Frowning, she shook her head. It was completely irrational of her to feel even a single twinge of guilt. A platonic relationship was what she and Tim had agreed on while they were here—Tim because he was still nursing wounds from a particularly hurtful relationship, and she because…Her thoughts stalled uncertainly. Because, to be perfectly frank, she seemed to have a problem where men were concerned, she told herself bluntly. At fifteen she had lost her heart to the local Romeo, whose callous remarks about her adolescent podginess—which had clung to her with relentless tenacity until she was almost twenty—had left her with a cripplingly negative self-consciousness towards her appearance. Despite the claims of her beautiful mother and her equally stunningly beautiful sister, Joanna, seven years her senior, that such a period of fatness was no more than an unfortunate family trait, she had protected herself so assiduously from the potentially hurtful attentions of males that, when they had eventually begun determinedly seeking her out, her total lack of even the most basic of experience had brought complications she had never even dreamed of to her life. Which was why, she reasoned ruefully, she had welcomed the allegedly broken-hearted Tim so wholeheartedly into her chaotic life. Tim hadn’t drooled with what she considered to be the blatant insincerity of other men, she remembered, and—until he had shown his true colours here—neither had he tried to lure her into his bed, the sole aim, she had become convinced, of just about every man with whom she had been coming into contact.
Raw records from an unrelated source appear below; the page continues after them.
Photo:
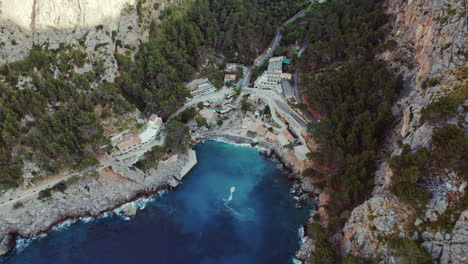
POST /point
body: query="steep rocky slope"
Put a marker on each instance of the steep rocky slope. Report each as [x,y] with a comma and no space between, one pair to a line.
[101,28]
[430,45]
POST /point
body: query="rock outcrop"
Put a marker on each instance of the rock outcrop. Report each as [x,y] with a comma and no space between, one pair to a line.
[430,39]
[6,243]
[449,247]
[376,218]
[90,196]
[129,210]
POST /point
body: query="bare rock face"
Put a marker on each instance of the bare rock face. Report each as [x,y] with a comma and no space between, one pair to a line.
[6,243]
[129,210]
[380,216]
[430,38]
[449,247]
[99,28]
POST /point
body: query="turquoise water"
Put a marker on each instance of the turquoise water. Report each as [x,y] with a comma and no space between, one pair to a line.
[233,207]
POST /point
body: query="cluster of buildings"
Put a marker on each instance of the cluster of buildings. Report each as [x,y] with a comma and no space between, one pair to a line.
[274,78]
[126,143]
[210,111]
[200,87]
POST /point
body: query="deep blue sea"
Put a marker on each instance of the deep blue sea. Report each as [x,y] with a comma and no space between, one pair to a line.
[201,221]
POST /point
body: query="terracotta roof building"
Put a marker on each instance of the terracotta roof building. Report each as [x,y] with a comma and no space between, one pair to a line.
[128,144]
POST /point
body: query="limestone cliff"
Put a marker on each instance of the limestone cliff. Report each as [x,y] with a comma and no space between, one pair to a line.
[101,28]
[430,42]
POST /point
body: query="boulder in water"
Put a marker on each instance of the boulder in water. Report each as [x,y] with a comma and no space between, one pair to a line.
[130,210]
[7,242]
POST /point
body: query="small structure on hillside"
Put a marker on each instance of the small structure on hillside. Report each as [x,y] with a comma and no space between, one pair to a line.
[272,77]
[152,129]
[128,144]
[208,114]
[229,78]
[231,67]
[258,128]
[200,87]
[246,122]
[285,137]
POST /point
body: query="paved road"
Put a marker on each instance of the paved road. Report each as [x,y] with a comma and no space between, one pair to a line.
[258,62]
[132,157]
[279,104]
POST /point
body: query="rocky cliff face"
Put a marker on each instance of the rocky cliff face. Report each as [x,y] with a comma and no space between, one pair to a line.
[430,41]
[101,28]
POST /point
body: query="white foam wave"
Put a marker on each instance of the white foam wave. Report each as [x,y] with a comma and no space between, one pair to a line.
[23,242]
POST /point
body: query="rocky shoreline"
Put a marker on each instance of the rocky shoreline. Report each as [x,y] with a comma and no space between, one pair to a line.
[94,196]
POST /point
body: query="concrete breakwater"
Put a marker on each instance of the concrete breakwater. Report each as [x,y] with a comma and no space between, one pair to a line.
[93,196]
[89,197]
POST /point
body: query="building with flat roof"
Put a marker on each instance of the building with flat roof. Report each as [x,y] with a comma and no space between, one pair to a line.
[200,87]
[246,122]
[208,114]
[258,128]
[231,67]
[272,78]
[285,137]
[229,78]
[152,129]
[129,143]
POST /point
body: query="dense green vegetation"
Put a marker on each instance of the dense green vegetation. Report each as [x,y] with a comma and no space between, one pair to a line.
[51,121]
[323,253]
[449,150]
[408,251]
[441,109]
[408,169]
[353,90]
[192,33]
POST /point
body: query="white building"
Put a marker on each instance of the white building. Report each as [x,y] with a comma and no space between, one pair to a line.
[272,77]
[154,125]
[200,87]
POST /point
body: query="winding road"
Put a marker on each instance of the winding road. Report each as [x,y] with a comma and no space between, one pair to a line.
[276,103]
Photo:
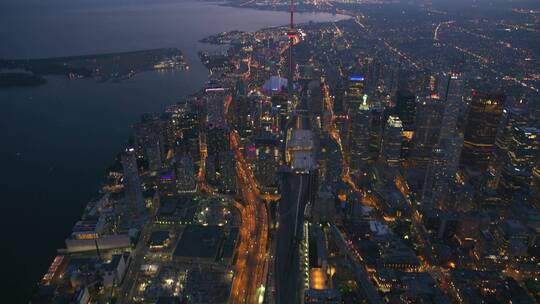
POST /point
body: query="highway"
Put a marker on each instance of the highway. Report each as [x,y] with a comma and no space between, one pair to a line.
[251,268]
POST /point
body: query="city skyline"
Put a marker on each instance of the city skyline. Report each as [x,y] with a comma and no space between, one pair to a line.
[387,155]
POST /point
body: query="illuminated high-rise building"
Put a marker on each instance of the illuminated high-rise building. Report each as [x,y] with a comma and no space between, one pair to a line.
[392,139]
[511,118]
[519,163]
[430,112]
[360,134]
[356,90]
[132,183]
[406,109]
[484,117]
[441,172]
[451,94]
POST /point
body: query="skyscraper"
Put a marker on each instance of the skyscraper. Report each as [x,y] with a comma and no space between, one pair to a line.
[511,118]
[132,183]
[485,114]
[406,109]
[392,139]
[519,162]
[360,135]
[440,173]
[428,128]
[451,94]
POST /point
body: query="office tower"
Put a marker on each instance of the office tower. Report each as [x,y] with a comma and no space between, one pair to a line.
[484,117]
[512,118]
[316,100]
[360,135]
[451,94]
[440,174]
[240,115]
[132,183]
[523,152]
[152,149]
[266,162]
[428,128]
[214,100]
[147,132]
[535,184]
[185,173]
[355,90]
[392,139]
[330,161]
[406,109]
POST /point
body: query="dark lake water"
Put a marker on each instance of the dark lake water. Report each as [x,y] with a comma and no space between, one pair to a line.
[56,140]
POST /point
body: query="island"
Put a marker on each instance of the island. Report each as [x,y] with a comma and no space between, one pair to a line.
[115,66]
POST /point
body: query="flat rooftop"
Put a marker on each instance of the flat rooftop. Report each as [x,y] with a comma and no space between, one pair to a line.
[200,242]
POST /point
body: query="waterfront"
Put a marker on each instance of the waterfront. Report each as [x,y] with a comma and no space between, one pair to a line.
[59,138]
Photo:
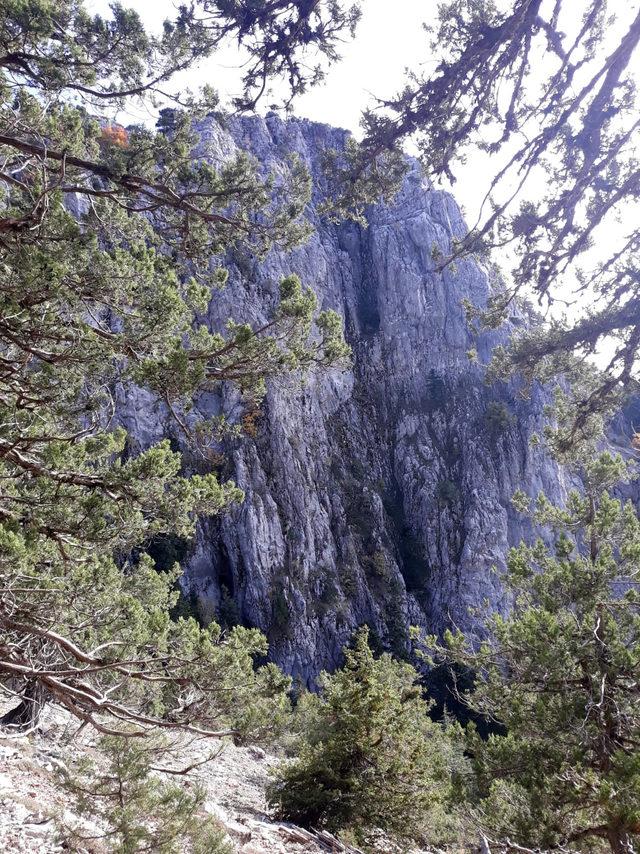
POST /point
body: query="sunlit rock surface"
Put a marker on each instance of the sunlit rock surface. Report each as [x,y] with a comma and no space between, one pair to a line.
[379,495]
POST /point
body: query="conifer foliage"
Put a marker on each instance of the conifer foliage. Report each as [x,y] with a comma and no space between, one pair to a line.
[561,674]
[370,761]
[108,245]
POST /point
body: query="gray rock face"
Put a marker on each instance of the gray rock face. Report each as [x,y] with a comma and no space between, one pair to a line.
[379,495]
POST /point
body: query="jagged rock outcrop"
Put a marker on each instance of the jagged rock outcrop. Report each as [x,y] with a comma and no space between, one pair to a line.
[378,495]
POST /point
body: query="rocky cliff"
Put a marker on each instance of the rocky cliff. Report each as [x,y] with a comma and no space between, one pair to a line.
[378,495]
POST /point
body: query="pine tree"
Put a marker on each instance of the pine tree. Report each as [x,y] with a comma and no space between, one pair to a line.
[111,247]
[562,674]
[131,809]
[545,98]
[369,762]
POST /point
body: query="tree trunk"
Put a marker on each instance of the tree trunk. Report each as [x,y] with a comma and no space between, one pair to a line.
[26,714]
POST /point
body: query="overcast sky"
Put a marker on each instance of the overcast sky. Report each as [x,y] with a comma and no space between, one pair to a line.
[373,64]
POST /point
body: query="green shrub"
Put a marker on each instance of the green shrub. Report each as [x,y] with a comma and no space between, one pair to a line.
[369,758]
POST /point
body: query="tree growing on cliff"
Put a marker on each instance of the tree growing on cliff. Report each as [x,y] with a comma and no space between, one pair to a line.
[545,94]
[369,760]
[562,674]
[109,254]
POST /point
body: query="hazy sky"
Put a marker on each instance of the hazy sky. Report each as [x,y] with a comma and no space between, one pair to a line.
[373,64]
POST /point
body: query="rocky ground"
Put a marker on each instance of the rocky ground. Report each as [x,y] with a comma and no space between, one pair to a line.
[30,799]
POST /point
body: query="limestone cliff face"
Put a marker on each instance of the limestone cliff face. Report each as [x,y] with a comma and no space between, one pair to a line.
[379,495]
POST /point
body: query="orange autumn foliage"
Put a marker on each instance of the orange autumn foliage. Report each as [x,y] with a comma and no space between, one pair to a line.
[115,135]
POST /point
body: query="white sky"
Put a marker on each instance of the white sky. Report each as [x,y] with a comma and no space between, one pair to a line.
[373,64]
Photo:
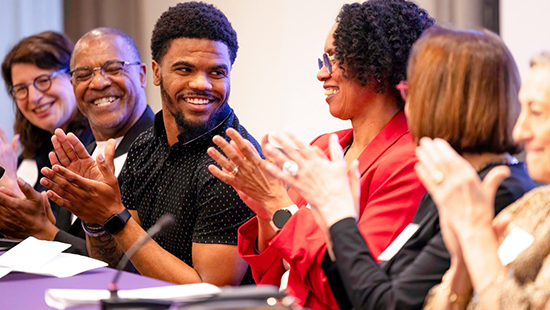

‘A year or so out of the London rat race—that’s what I need, and what I honestly think you could do with too,’ was how Tim had first introduced the subject. ‘There’s a job going on one of the Greek Islands, managing a super de luxe hotel, which I thought I’d try for… Interested?’
‘Very,’ Lindy had laughed, ‘except that I know absolutely nothing about hotel management.’
‘No problem—I know enough for the two of us.’
She realised now that she hadn’t really taken his suggestion that she should join him seriously, because her first thought had been how she would miss his availability as an escort whenever she needed one—an escort she could trust not to start making physical overtures as the evening progressed. But she had encouraged him in seeking the job, she reminded herself, her face clouding as she remembered to what extent…even then, the signs were there, she thought angrily—if only she had had the sense to read them. But it was her own pig-headed stubbornness that had been her downfall and led her to all this, she reminded herself harshly. The more sceptical her friends had become, the more protective she had felt towards Tim.
‘Lindy, don’t be so naïve!’ they had chorused. ‘He has to be expecting a darn sight more than friendship from you, carting you off to some remote Greek island for a year—especially when he’s told them all you’re his wife!’
‘How many times do I have to explain that was a misunderstanding?’ she had protested—and one she hadn’t been in the least happy to hear of. ‘It wasn’t until he’d got the job that Tim realised it was for a married couple.’
‘Yet he was the only one traipsing back and forth to Greece for interviews,’ it had been pointed out to her with such open scepticism that she hadn’t dared admit even to her closest friends that it had been her money—her entire savings, in fact—that had financed those trips.
His excuse for borrowing from her had, at the time, been plausible enough, but nothing could alter the fact that he had made no attempt to repay her to date.